Hi, thank you for your question. forward_one_depth only computes the depth map of one binary tree depth. forward_all_depth computes the depth maps of all binary tree depths and gets the final depth map. The use of forward_one_depth and forward_all_depth is controlled by the mode argument in the forward function of GBiNet in this line: https://github.com/MiZhenxing/GBi-Net/blob/28a109a3a569311bd4e653000f08ccb64e925b0e/models/gbinet.py#L230

If use what to use forward_one_depth, you need to set mode as "one", otherwise as "all".

We use mode="one" in training: https://github.com/MiZhenxing/GBi-Net/blob/28a109a3a569311bd4e653000f08ccb64e925b0e/train_gbinet.py#L66

And we use mode="all" in testing: https://github.com/MiZhenxing/GBi-Net/blob/28a109a3a569311bd4e653000f08ccb64e925b0e/test_gbinet.py#L75 They are hard coded in our code. You can change the mode by passing arguments through config by modifying the code.

ly27253 commented 11 months ago

Thank you very much for your professional and patient responses. I have studied your code carefully.
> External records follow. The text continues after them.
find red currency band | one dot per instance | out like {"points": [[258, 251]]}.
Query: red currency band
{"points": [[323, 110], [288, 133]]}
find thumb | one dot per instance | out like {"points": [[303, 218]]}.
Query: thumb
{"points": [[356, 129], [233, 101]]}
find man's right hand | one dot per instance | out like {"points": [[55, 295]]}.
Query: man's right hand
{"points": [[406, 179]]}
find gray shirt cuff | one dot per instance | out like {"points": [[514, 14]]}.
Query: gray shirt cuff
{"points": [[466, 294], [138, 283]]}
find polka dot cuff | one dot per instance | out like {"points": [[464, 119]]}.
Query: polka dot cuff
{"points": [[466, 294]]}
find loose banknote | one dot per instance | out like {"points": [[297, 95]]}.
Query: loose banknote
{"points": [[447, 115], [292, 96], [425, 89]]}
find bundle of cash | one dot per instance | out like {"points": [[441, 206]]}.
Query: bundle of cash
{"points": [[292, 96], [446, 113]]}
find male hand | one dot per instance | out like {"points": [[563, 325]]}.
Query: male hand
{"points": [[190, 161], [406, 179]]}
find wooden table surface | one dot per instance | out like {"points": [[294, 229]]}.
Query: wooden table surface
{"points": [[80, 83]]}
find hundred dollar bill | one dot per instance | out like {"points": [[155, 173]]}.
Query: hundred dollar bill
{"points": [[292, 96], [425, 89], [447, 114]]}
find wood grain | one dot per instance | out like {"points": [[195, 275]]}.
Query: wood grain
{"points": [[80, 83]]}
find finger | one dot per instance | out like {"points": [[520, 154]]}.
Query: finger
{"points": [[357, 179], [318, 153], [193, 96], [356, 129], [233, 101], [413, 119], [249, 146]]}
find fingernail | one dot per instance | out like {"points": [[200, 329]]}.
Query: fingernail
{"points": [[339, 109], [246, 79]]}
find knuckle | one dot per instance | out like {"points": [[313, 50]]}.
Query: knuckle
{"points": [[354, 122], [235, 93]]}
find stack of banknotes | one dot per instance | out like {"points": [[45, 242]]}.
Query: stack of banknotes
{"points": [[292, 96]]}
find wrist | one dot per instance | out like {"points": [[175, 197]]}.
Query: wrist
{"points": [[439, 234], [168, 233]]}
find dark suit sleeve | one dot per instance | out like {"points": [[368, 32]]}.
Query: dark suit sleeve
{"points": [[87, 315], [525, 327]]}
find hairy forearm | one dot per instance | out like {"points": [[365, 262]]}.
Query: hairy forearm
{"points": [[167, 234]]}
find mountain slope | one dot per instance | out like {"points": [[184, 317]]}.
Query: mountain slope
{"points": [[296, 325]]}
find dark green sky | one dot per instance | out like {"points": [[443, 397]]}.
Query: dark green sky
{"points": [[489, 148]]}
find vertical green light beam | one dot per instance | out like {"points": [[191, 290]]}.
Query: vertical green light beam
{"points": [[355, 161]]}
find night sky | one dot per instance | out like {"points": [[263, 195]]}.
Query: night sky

Made changes to the places you mentioned and the relative positions. in the file "train_gbniet.py " line 65, change to outputs = model(data_batch=sample_cuda, max_tree_depth=max_tree_depth, mode="all", stage_id=stage_id) # ly27253 But in the case of model = ”all" it causes the program to report an error as follows: * -- Process 0 terminated with the following error: Traceback (most recent call last): File "/home/ly/anaconda3/envs/gbinet/lib/python3.7/site-packages/torch/multiprocessing/spawn.py", line 59, in _wrap fn(i, args) File "/GBi-Net/train_gbinet.py", line 734, in train tensorboard_logger=tensorboard_logger File "/GBi-Net/train_gbinet.py", line 82, in train_model_stage preds = outputs["pred_feature"] KeyError: 'pred_feature' ** I studied the program carefully and checked the code, when model = "all", i.e. using forward_all_depth, the return value of the program is not consistent with forward_one_depth, I am now in trouble and I don't know how to modify it to be completely correct. So I hope you can test if you are experiencing this error in your busy schedule?

I am very sorry to bother you again, thank you again for your selflessness and eagerly await your reply!
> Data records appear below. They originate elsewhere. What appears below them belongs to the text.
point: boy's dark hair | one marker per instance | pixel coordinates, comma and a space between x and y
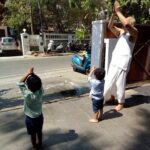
34, 83
99, 73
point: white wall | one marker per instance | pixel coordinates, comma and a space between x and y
98, 32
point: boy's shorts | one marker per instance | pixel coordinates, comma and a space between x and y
34, 125
97, 104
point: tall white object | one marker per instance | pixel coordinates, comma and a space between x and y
109, 47
98, 33
41, 44
25, 42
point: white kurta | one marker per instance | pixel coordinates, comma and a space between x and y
116, 78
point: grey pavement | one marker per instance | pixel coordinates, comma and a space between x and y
66, 114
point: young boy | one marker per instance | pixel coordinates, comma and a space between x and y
31, 88
96, 92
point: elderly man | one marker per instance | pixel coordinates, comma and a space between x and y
121, 57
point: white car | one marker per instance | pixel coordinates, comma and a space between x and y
7, 44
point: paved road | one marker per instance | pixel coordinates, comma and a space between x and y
66, 125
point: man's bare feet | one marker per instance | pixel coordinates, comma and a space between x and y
119, 107
93, 120
111, 100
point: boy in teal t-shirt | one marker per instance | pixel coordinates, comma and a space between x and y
32, 91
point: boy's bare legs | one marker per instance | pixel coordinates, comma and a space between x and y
119, 107
100, 115
95, 117
33, 140
39, 135
112, 99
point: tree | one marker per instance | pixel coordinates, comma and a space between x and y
68, 15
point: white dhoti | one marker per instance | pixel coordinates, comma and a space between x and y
115, 83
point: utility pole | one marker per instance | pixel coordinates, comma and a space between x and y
40, 15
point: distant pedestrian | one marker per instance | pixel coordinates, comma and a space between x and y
96, 92
31, 88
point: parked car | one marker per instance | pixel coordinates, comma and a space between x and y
8, 44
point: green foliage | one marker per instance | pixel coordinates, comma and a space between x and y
66, 15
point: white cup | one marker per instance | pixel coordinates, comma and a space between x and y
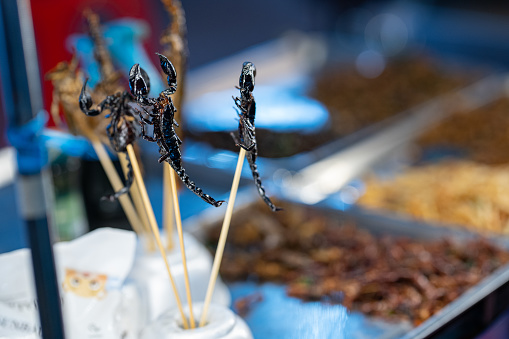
222, 324
151, 278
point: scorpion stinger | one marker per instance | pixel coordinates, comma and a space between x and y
86, 102
247, 138
139, 84
160, 113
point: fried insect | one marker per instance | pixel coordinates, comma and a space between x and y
247, 139
161, 113
121, 130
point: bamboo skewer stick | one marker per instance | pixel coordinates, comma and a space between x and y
116, 183
222, 238
138, 204
155, 229
178, 221
168, 206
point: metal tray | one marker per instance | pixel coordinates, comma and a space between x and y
280, 316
MiZhenxing commented 11 months ago

Hi, in our code we actually only support using model = "one" in training and only support model = "all" in testing. This is related to "Memory-efficient Training." in Paper Section 3.5 and Table 6. That is, in the training, we backpropagate the gradient in each binary tree depth to save memory.

ly27253 commented 11 months ago

Thank you very much for your professional and patient reply.

But I have one more query and I hope to continue talking with you. Your project is very fascinating and I would like to learn deeply about your innovative points.

By debugging the code, I observed that the features extracted using DeformStageNet retained only 1/8th of the size of the features and did not use the other three larger sizes of the features (1/4,1/2,1/1). Also, the scale size of the truth value (gt_label) used in the calculation of Loss is only 1/8. May I ask how the relationship of multiple Stage recursion demonstrated in Figure 2 (The multi-stage framework of our GBi-Net.) in the paper is reflected in the code.

I am very sorry to bother you again and look forward to hearing from you if possible. Finally, I wish you all the best.

MiZhenxing commented 11 months ago

Hi, sorry to be late. In Figure 2, you can see an upsample operation from Stage 2 to Stage 3 (We use "stage" to refer binary depth in the paper. "stage" in the paper is the same as the binary tree depth in the code. "stage" in the code means the resolution scale). As you can see in the config file:

image

Each two binary tree depths correspond to a "stage" (scale) of the image. Therefore, the first 2 depths use the feature map of scale 1/8. And other tree depths use the scales from 1/4 to 1/1, defined in the config.

ly27253 commented 11 months ago

Very happy to hear back from you again. Thank you very much for your professionalism and patience in answering my questions. I truly appreciate your selflessness and generosity, and wish you all the best in your future research endeavors!